Dear Larry, Larry Evans <cppljevans <at> suddenlink.net> writes:
On 07/02/10 07:20, Raffi Enficiaud wrote:
Larry Evans <cppljevans <at> suddenlink.net> writes: [snip]
This sounds something like functor in category theory:
[snip]
Ok now I understand what you meant. Indeed the purpose of the dispatcher is to find the appropriate functor depending on the input types (if we discard the return type). Suppose I have an "interface" function (mapping) f: X -> Y. X and Y \in C \times D are the elements on the interface level. Several implementations {t1, ...tn} exist at the template level for doing the job of f, then the dispatcher "d" should find the appropriate functor, in order to call the appropriate implementation. d: f \times X \times Y -> F st. F \in {t1, ... tn} \cup \emptyset F(f) : F(X) -> F(Y) So the dispatcher returns a functor F (or fails is no implementation is available), and do the call. In my case, I have for instance a image interface which is polymorphic on the pixel type and dimension of the spanned space. "f" at the interface level would be a "copy" from one image into another, the {t1... tn} are the real implementations (with for instance memcpy when appropriate). What deviates from this viewpoint is that the spaces of X and Y are not necessarily "categories" (no identity element, no special operations, etc.). Unless we define the indentity element as being the "function does nothing", X and Y are become functions and set of functions respectiveley ("copy at interface level" and the implementations of "copy at template level"). f is then mapping between the interface function and the set of template functions. F becomes the mapping (call) through the dispatcher: F(f): F(X) -> F(Y) F(X): function at the interface level F(Y): selected implementation (or void) However, in this view F(Y) does not depend on X. In my point of view of the dispatcher, the selection is made rather on the right side of the arrow, since F(X) can be any implementation. Maybe it is more suitable to say: F(X): selected implementation depending on the real types of X F(Y): call to the selected implementation (?) Again, F(X) does not depend on Y... So I don't know exactly how the dispatching can better fit into the functor representation.
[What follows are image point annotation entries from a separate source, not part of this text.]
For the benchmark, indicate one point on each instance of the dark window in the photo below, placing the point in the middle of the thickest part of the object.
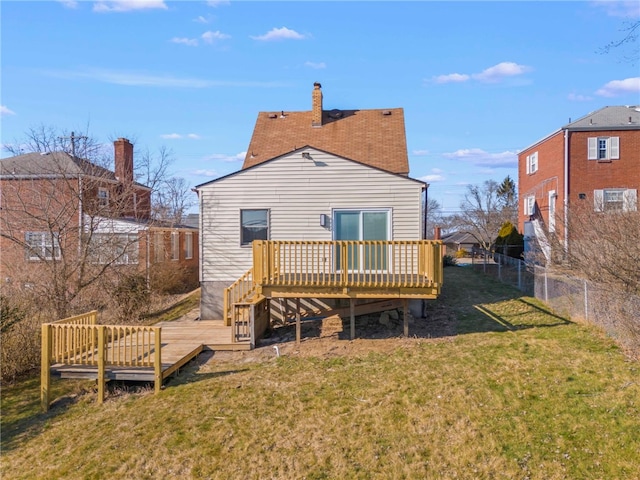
(254, 226)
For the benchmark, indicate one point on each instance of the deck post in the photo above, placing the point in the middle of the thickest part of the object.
(157, 360)
(405, 315)
(298, 326)
(45, 372)
(352, 314)
(102, 353)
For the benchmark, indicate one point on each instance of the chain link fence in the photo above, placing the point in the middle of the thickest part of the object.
(616, 312)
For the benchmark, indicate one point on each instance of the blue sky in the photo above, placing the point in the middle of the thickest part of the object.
(478, 81)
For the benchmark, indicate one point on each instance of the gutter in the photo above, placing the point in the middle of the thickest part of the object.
(566, 190)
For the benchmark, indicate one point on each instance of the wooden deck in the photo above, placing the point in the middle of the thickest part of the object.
(181, 343)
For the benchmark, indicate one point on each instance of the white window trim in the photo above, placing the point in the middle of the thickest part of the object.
(188, 245)
(248, 245)
(47, 243)
(103, 197)
(629, 199)
(158, 247)
(613, 148)
(175, 246)
(529, 203)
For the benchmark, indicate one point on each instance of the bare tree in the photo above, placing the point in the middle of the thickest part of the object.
(60, 225)
(629, 39)
(173, 199)
(483, 211)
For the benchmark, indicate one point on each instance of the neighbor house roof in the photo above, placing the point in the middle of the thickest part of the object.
(36, 164)
(372, 137)
(609, 118)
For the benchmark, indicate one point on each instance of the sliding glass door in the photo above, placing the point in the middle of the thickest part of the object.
(363, 225)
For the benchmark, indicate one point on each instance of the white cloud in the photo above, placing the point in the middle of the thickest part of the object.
(625, 9)
(620, 87)
(209, 36)
(576, 97)
(432, 178)
(69, 3)
(103, 6)
(451, 78)
(178, 136)
(315, 65)
(279, 34)
(136, 79)
(500, 71)
(481, 158)
(492, 74)
(6, 111)
(192, 42)
(221, 157)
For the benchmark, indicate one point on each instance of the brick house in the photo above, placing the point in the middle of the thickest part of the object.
(56, 207)
(592, 162)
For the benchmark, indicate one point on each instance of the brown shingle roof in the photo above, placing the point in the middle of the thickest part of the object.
(371, 137)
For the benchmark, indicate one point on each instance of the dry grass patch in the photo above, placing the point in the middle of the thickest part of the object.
(521, 394)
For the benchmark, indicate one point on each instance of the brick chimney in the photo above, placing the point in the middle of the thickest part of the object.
(316, 105)
(123, 159)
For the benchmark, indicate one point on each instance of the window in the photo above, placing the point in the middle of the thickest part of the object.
(603, 148)
(42, 246)
(103, 197)
(158, 247)
(532, 163)
(254, 226)
(552, 210)
(615, 200)
(529, 205)
(115, 248)
(188, 245)
(175, 246)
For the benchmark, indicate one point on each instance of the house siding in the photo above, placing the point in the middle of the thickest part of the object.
(296, 191)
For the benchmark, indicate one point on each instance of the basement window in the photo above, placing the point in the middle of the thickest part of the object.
(254, 225)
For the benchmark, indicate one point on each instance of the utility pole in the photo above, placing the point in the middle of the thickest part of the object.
(73, 139)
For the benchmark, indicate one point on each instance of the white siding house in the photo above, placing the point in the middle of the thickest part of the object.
(306, 194)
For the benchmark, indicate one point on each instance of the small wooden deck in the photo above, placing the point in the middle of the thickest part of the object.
(181, 343)
(71, 349)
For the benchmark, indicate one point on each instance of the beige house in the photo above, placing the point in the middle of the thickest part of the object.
(309, 176)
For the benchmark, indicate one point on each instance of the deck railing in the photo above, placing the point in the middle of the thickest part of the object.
(375, 264)
(69, 343)
(238, 292)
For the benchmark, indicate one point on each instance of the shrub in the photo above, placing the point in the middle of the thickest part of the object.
(131, 297)
(449, 261)
(20, 346)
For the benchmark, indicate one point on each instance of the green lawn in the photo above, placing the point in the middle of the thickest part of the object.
(517, 393)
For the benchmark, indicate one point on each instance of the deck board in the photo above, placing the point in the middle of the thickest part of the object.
(181, 343)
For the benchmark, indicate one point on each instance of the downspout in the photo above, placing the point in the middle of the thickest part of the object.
(80, 216)
(566, 191)
(426, 211)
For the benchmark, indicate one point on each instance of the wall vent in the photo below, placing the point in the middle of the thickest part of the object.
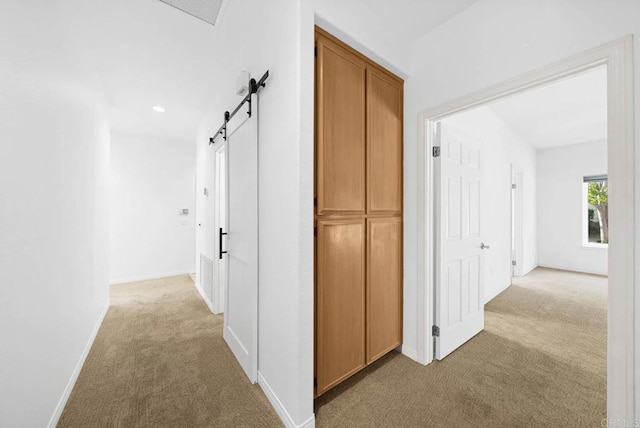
(206, 276)
(206, 10)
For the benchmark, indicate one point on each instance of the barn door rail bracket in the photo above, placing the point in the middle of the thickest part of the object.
(254, 87)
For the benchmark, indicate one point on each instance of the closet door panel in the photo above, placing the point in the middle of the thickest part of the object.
(340, 316)
(340, 130)
(384, 143)
(384, 286)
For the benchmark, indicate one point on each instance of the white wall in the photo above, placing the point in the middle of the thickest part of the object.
(490, 42)
(54, 163)
(152, 179)
(501, 149)
(560, 206)
(270, 38)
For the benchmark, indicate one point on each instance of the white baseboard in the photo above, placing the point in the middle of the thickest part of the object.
(409, 352)
(150, 276)
(204, 297)
(279, 408)
(573, 269)
(76, 372)
(495, 294)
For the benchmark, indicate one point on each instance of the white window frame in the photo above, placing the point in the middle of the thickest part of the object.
(585, 220)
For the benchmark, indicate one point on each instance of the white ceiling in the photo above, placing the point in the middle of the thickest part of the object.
(570, 111)
(386, 30)
(149, 53)
(408, 20)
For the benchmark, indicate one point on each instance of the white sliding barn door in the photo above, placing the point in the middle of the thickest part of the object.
(241, 309)
(459, 263)
(220, 222)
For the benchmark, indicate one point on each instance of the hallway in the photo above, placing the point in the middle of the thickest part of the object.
(160, 360)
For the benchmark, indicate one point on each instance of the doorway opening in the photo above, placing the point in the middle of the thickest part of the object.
(616, 57)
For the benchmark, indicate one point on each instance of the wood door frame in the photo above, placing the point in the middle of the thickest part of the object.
(617, 56)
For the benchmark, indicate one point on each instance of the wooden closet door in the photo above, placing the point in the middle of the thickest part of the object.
(340, 316)
(340, 128)
(384, 286)
(384, 143)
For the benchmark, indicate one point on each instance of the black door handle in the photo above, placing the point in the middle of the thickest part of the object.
(220, 235)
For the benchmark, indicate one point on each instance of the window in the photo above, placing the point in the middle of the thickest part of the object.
(596, 211)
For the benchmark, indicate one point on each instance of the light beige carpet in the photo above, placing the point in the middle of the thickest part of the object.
(159, 360)
(540, 362)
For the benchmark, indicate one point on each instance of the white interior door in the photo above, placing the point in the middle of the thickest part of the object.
(241, 309)
(219, 282)
(459, 263)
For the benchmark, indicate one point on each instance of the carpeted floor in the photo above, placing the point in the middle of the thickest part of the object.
(159, 360)
(540, 362)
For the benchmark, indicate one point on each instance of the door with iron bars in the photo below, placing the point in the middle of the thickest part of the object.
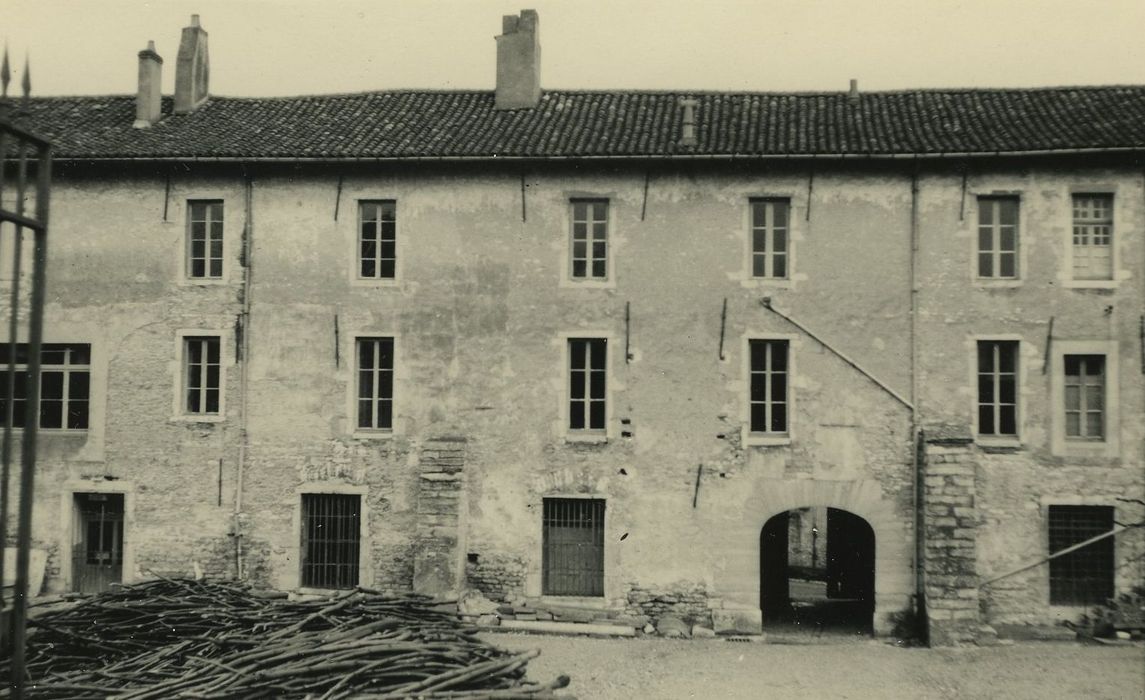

I am more at ease with an "embedding" representation. The dispatcher tries to embed (express) the interface types (X) in a "specific" (template space) type (Y), for all the parameters. We are not interested in any possible mappings in the space of X or Y, but only in the points (elements) in both sides. I don't know if I was clear enough. What do you think? Do you think it might be relevant for boost?